Pape Diouf, de son vrai nom, Mababa Diouf, emblématique président de l'Olympique de Marseille entre 2004 et 2009, est décédé le 31 mars 2020 à Dakar des suites du Covid-19 à l'âge de 68 ans.
Le choc était violent. Sonné lorsque la nouvelle était tombée, je n’arrivais pas à croire ce que je lisais de mes propres yeux sur l’annonce du décès de Pape Diouf. Mais sommes-nous toujours capables de nier la réalité face au ravage de ce virus qui est en cours d’ébranler le monde et de faire vaciller l’ordre mondial? Hélas, oui, le Covid-19 a emporté Pape Diouf ce 31 mars au soir sur les terres de ses ancêtres à Dakar au Sénégal. Hélas, « notre Pape est mort » comme l’a si bien illustré le quotidien « L’Equipe » à sa Une du jour (01/04/2020). Les mots manquent pour décrire la profonde tristesse qui m’envahit depuis hier soir en apprenant la disparition de ce Monsieur. Pape Diouf a laissé orpheline la grande famille de l’Olympique de Marseille dont je fais partie en tant que fervent supporter. La ville de Marseille pleure une de ses illustres personnalités, le football français a perdu une de ses grandes figures de ces vingt dernières années.
Arrivé à Marseille au début des années 70, ce fils de militaire sénégalais de l’armée coloniale française gravit petit à petit les échelons de la classe sociale en accumulant tout d’abord les petits boulots puis en reprenant les études à l’IEP (Institut d’Etudes Politiques) d’Aix-en-Provence avant de devenir tour à tour journaliste, agent de joueurs et enfin président de l’Olympique de Marseille. L’OM, il le porta dans son coeur depuis toujours, avant même d’en devenir le président de 2004 à 2009. Nul doute que sa passion pour ce club l’avait transcendé à tel point d’en devenir l’un des meilleurs présidents avec Bernard Tapie.

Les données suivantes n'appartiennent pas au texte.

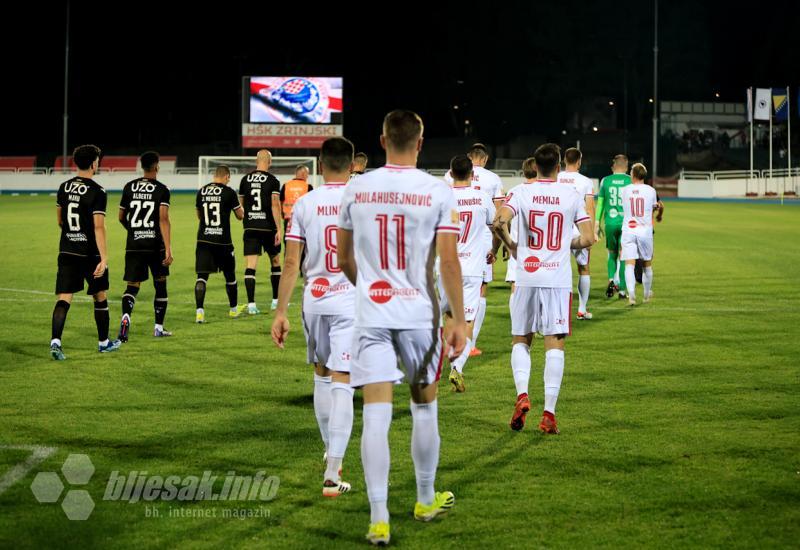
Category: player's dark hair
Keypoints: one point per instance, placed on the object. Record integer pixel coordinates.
(461, 167)
(478, 151)
(360, 158)
(529, 168)
(84, 155)
(336, 154)
(148, 160)
(572, 155)
(402, 129)
(638, 171)
(548, 159)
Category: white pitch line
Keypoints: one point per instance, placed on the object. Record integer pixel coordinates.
(38, 455)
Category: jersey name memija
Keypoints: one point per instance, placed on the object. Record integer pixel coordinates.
(141, 200)
(314, 222)
(638, 202)
(546, 211)
(256, 190)
(395, 213)
(215, 202)
(80, 199)
(476, 212)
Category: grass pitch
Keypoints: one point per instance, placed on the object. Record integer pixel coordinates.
(680, 419)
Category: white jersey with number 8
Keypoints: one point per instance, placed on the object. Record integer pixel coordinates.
(314, 222)
(545, 211)
(395, 213)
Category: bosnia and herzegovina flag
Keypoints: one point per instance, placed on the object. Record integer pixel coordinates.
(780, 103)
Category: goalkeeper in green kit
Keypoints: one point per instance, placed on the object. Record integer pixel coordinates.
(609, 208)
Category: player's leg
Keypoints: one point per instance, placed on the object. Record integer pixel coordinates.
(340, 425)
(374, 366)
(422, 355)
(584, 282)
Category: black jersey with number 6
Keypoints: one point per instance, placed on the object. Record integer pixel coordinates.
(257, 189)
(141, 200)
(215, 202)
(80, 199)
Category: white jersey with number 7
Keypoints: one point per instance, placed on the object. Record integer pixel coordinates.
(395, 213)
(545, 212)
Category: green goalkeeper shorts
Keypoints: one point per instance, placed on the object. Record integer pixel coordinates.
(613, 236)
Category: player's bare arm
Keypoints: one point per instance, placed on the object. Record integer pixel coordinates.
(100, 237)
(450, 270)
(500, 229)
(276, 215)
(291, 268)
(166, 233)
(586, 238)
(346, 255)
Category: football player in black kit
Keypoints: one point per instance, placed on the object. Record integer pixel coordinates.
(82, 254)
(214, 252)
(144, 212)
(259, 193)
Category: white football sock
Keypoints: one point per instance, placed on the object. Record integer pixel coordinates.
(553, 373)
(322, 405)
(521, 366)
(339, 427)
(630, 281)
(584, 284)
(375, 458)
(425, 448)
(647, 281)
(481, 313)
(459, 362)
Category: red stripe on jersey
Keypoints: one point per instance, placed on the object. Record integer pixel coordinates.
(441, 355)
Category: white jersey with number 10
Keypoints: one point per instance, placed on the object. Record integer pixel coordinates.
(395, 213)
(546, 211)
(314, 222)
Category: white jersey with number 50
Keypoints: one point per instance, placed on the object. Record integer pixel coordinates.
(638, 202)
(395, 213)
(546, 211)
(476, 212)
(314, 222)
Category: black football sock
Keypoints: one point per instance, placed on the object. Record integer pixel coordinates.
(200, 290)
(101, 319)
(232, 288)
(250, 285)
(129, 299)
(160, 301)
(59, 318)
(275, 279)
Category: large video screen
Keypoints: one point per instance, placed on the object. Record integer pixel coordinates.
(295, 100)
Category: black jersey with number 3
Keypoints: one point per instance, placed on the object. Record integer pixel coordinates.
(141, 200)
(215, 202)
(257, 189)
(80, 199)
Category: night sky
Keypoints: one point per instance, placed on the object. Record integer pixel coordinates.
(169, 78)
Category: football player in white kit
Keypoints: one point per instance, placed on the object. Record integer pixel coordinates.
(491, 184)
(476, 212)
(391, 223)
(544, 211)
(529, 171)
(572, 176)
(639, 203)
(328, 306)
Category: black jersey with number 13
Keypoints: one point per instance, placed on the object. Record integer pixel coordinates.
(215, 202)
(80, 199)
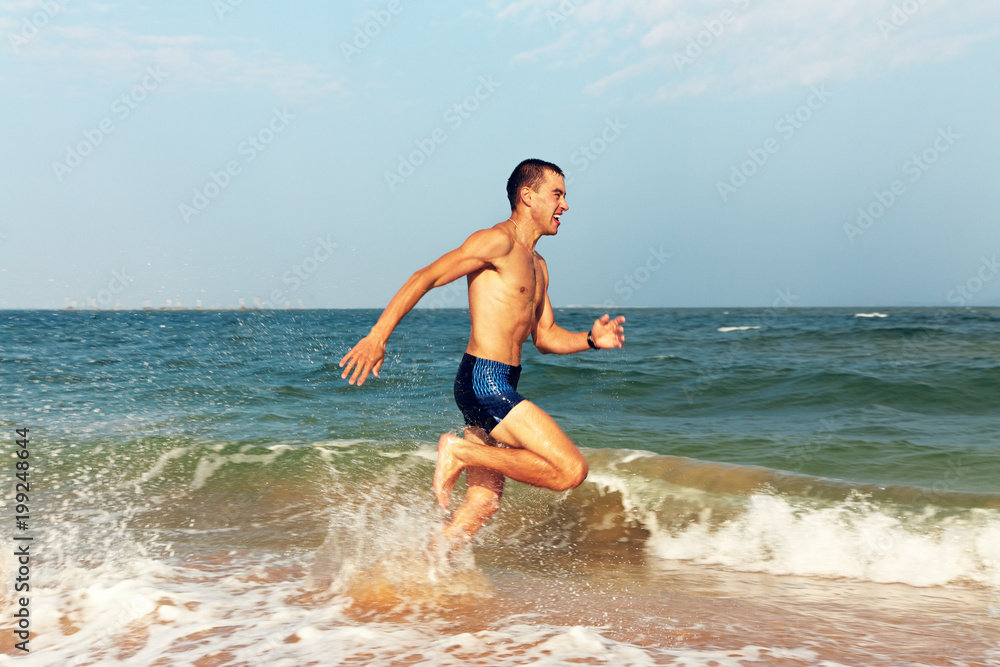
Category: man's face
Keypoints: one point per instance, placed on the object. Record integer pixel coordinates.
(549, 202)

Cet épisode de la vie de l’OM avec Pape Diouf à sa tête, les supporters lui en seront toujours reconnaissants.
Alors que le club naviguait à vue dans un marasme total et perdait au fil du temps son aura sur le football français, Robert Louis-Dreyfus, l'actionnaire principal, chargea Pape Diouf de diriger le club sans vraiment lui en donner de réels moyens. C’est sans compter l’intelligence et la perspicacité de Pape, qui, entouré d’hommes forts et de confiance, sut relever le club. Et même s’il ne fut pas récompensé par l’obtention de titres durant sa présidence, le club fut remis à flots financièrement, joua les premiers rôles dans le championnat et participa régulièrement à la prestigieuse Ligue des Champions. En bons connaisseurs, les supporters ne lui en tinrent pas rigueur, bien au contraire. Lorsqu’il dut céder les rênes du club à cause de certains proches de Robert Louis-Dreyfus, les groupes de supporters ne l’ont jamais oublié et beaucoup ont même caressé le doux rêve de le voir revenir aux responsabilités dans leur club de coeur. Aujourd’hui, plus que jamais, ils le regrettent car il s’en est allé, un peu tôt, sans aucun doute.
On ne le dira jamais assez. Pape Diouf fut un homme intelligent, plein de bon sens, avisé et attentionné. Que ce soit dans ses écrits ou dans son langage, il mania la langue de Molière avec noblesse et subtilité. Une langue qu’il appréciait et pour laquelle il donnait une importance très particulière dans le choix des mots. L’écouter s’exprimer quel qu’en soit le domaine, éclectique qu’il fut, suscitait toujours l’attention et l’admiration. Fier et dopé d’une bonne dose de confiance en soi, Pape Diouf symbolisait, de par son parcours, la réussite d’un enfant de la diversité à qui tout n’a pas été offert sur un plateau d’argent mais que seuls le travail et la persévérance paient. Ayant été le premier Noir à devenir président d’un grand club d’un grand championnat européen récompensait justement ces valeurs tout en étant à ce jour une source d’inspiration pour bon nombre de jeunes de la diversité et d’Afrique.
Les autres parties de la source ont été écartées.